Verruciform xanthoma is a benign condition of unknown etiology and pathogenesis but is favored to be an inflammatory process rather than a neoplasm. A viral etiology has been suggested, especially in association with human papilloma virus. It has been described in connection with oral lichen planus, recessive dystrophic epidermolsis bullosa, graft vs. host disease, congenital hemidysplasia with ichthyosifor erythroderma, limb defect (CHILD) syndrome, and epidermal nevus.

VX was first described in the oral cavity by Shafer et al in 1971, and has since been reported in many other areas, including the anogenital area and skin. VX usually presents as a solitary lesion but can also present in multiples. It ranges in diameter from a few millimeters to two centimeters (cm) with an average size of 1cm. However, larger VXs several cm in size have been described. They can be flat or raised and warty and can be reddish-pink, yellow, orange, white or gray. VX is most commonly described in patients in the fifth and sixth decade of life with a 2:1 predilection for occurrence in females. VX of the scrotal area is described mostly in older Japanese males with a wide age range. It is rare in children in general. It is usually asymptomatic and does not have a specific clinical presentation. However, when presenting as yellowish or orange-like in color, it can be clinically diagnostic. It can occur anywhere in the mouth, but the gingiva and the alveolar ridge constitute 50% of all cases, followed by the palate. The vestibule is a rare location for VX.

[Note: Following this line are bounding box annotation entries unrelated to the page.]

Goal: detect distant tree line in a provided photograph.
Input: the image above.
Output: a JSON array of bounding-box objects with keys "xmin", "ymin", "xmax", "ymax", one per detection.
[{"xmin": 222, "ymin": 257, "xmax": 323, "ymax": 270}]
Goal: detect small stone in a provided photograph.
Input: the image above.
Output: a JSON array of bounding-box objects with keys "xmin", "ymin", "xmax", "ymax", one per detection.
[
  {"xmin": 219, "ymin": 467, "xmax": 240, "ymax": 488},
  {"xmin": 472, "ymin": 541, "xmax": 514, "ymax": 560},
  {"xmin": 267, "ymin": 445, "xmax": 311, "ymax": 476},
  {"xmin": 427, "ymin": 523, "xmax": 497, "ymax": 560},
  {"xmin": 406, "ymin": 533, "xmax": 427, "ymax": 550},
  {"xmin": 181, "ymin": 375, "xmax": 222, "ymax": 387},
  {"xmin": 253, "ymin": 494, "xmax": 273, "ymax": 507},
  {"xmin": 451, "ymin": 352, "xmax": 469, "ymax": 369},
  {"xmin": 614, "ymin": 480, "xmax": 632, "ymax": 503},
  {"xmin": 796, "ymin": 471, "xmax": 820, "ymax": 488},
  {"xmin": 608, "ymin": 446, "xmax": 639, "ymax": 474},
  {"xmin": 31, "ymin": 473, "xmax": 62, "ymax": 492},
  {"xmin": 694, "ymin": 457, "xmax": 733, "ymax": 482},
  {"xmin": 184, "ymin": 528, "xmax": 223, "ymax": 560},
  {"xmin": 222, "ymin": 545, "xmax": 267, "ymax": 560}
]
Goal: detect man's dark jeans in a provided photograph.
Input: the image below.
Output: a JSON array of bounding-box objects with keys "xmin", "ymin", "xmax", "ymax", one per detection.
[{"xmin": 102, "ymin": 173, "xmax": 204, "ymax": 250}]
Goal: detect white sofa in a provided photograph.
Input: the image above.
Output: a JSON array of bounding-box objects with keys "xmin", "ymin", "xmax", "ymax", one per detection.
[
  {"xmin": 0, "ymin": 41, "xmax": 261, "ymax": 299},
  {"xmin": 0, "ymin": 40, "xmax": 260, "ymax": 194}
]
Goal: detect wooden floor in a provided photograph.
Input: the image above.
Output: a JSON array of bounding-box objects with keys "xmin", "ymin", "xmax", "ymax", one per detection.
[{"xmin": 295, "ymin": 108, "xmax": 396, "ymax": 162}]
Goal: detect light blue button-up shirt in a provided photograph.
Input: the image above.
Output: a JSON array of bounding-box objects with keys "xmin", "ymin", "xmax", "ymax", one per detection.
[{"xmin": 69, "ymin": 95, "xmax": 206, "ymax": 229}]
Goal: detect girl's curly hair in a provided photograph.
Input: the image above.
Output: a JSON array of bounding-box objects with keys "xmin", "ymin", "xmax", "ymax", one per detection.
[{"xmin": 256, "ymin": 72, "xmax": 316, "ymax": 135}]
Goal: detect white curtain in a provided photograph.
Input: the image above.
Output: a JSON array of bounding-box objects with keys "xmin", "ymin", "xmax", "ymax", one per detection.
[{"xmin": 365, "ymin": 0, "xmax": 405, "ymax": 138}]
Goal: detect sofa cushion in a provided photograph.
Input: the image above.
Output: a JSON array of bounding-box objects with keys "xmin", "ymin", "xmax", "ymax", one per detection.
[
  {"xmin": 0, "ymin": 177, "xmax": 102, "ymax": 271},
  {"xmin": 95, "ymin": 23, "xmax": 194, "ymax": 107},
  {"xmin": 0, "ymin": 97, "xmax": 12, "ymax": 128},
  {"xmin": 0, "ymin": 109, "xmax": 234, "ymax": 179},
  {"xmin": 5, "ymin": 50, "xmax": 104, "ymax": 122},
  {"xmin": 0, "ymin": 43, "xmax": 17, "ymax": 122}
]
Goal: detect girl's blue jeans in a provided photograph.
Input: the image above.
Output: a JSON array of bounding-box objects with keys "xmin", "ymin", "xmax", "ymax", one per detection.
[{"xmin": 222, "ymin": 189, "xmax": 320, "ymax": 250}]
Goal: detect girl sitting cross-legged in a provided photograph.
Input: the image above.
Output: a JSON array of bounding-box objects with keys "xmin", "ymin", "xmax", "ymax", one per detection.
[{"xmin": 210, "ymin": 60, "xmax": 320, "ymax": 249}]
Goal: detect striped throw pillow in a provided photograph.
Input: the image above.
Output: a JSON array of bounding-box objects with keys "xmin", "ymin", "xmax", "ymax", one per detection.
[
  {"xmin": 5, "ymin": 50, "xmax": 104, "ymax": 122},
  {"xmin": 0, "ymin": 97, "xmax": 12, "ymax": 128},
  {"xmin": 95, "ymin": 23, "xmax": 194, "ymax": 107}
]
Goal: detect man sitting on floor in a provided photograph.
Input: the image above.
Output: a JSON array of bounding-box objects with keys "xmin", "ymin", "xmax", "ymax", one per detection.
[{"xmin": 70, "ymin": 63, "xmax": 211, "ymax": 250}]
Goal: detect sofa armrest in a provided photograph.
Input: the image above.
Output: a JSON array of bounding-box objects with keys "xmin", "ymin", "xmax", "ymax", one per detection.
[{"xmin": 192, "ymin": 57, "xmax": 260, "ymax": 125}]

The histology is characterized by papillary epithelium with evenly aligned rete pegs. The papillary projections are short, extending slightly above the surface. The projections have deep clefts filled with keratin. They are supported by connective tissue papillae, which are densely packed with large cells with foamy cytoplasm that are referred to as xanthoma cells. The latter are usually in the connective tissue papillae, but can extend into the surface epithelium and into the connective tissue below the superficial papillae. The xanthoma cells are believed to be of monocyte-macrophage lineage. Inflammatory cells and microabscesses can be present within the epithelium as well as the connective tissue. Treatment consists of simple excision and recurrence is rare.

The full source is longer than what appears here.